High court hits another low point
To start with, we have heard no one - not one voice - call for a state-sponsored religion in the United States of America.
And such a voice - were it raised - would be drowned in a sea of shame, as the voices of the millions would be raised up against it.
So therefore, the First Amendment, with its clear and commanding language that "Congress shall make no law respecting an establishment of religion" is in full force. There has plainly been no move afoot - either public or hidden - to "establish" a state religion in our freedom-loving country.
Yet that does not mean that our country is not in large measure religious. It plainly is, and always has been, and the First Amendment also addresses that notion when it prescribes Congress from making any law "prohibiting the free exercise" of religion.
The question thus naturally arises whether we citizens may "freely exercise" our religious beliefs in a government setting at the same time that we ensure that government shall not "establish" a religion with the power of the state behind it.
The Supreme Court was asked to weigh in on that issue during this current term in two cases involving the use of the Ten Commandments on public property, and the court resoundingly answered: "We dunno."
You would think the matter would have been settled long ago. After all, Congress has a chaplain who opens each day's work with a prayer, various oaths of office and court are sworn in the name of God, and the money printed by our very own constitutional government affirms to all the world, "In God we trust."
It seems plain that the framers of the Constitution never intended to prevent the people of the United States from acknowledging their deeply held religious beliefs. But they did want to ensure that those beliefs could not be used as a club to intimidate or indoctrinate other citizens.
Now, however, it is the First Amendment which is used as a club - to beat religious folks into submission, and the high court has - with its pair of ambiguous rulings - done nothing to take that club away.
In one case from Kentucky, the court ruled 5-4 that the Ten Commandments were not permissible on government property if there is a religious purpose behind the display. In the other case, from Texas, the court ruled with a different 5-4 majority that the Ten Commandments were acceptable in large part because no one had complained about them for 40 years.
The logic of such rulings is full of sophistry, and they ultimately tell us more about the justices than about the Constitution.
Take the first ruling. We are led to believe, for instance, that the Ten Commandments may be posted in a government setting if they are used because of their importance to history and law rather than their importance to religion. But tell that to an atheist. The only people who will want to promote the importance of Moses and the laws handed down on Mount Sinai will be those who already accept their importance to religion. And those who dispute their religious validity will object to them in any context.

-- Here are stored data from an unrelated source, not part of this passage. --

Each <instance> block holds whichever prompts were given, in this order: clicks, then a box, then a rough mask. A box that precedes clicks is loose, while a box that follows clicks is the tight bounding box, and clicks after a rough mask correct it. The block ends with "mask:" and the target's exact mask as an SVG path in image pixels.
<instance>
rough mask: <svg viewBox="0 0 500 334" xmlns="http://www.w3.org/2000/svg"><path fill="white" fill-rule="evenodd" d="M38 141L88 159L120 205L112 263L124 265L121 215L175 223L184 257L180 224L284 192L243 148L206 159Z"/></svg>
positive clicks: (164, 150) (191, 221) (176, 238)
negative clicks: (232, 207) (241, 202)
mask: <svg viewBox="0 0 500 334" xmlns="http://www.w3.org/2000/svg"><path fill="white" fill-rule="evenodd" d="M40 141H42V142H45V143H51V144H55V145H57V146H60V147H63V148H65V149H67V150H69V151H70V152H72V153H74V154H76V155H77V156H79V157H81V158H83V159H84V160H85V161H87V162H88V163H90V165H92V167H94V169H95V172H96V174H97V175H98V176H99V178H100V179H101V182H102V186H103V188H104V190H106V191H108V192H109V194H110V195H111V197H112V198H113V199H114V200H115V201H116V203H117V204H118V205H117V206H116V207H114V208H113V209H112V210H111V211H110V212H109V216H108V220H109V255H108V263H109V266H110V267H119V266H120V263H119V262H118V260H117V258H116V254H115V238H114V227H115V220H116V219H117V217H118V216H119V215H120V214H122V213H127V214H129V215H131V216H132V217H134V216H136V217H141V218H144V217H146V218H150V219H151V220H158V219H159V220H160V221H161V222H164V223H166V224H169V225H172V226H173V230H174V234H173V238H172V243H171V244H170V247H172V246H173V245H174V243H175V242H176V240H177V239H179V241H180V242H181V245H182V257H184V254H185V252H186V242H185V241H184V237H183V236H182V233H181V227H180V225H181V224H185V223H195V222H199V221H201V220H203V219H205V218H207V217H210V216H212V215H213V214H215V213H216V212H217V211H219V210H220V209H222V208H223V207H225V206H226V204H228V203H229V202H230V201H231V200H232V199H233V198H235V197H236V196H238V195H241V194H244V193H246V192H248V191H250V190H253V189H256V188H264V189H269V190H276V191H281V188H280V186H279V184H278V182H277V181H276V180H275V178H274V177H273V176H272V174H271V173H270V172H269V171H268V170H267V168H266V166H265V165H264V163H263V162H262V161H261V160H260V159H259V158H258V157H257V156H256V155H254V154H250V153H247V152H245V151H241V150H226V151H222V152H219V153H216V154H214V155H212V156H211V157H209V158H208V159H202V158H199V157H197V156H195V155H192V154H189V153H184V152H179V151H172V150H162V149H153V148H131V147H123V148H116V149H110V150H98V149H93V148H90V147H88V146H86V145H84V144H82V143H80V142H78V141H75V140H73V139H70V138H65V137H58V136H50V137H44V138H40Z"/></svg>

The logic of the second ruling is even more specious. It concludes that because the use of the Ten Commandments in a Kentucky courthouse was met with immediate objections in 1999, then they must go. Whereas the Texas monument had stood quietly on the grounds of the Statehouse for 40 years with no commotion. What that means is two different standards of law - one for monuments that were placed when religion was an accepted part of public life in America and another for monuments that were built after the ACLU and its ilk took control of the legal system and filed lawsuits over every prayer, chaplain, and religious motto in the country.
The good news for Flathead County is that our own Ten Commandments monument at the old county courthouse may be "grandfathered" in - because it too is 40 years old, and it too was little noticed until a liberal think tank from Washington, D.C., tried to smash it with a legalistic hammer.
The bad news for all of us is that these rulings show our court system is in a shambles. By basing their rulings on narrow points of personal preference, rather than constitutional principle, the justices revealed that our once-inalienable rights are today as disposable as the rest of our culture.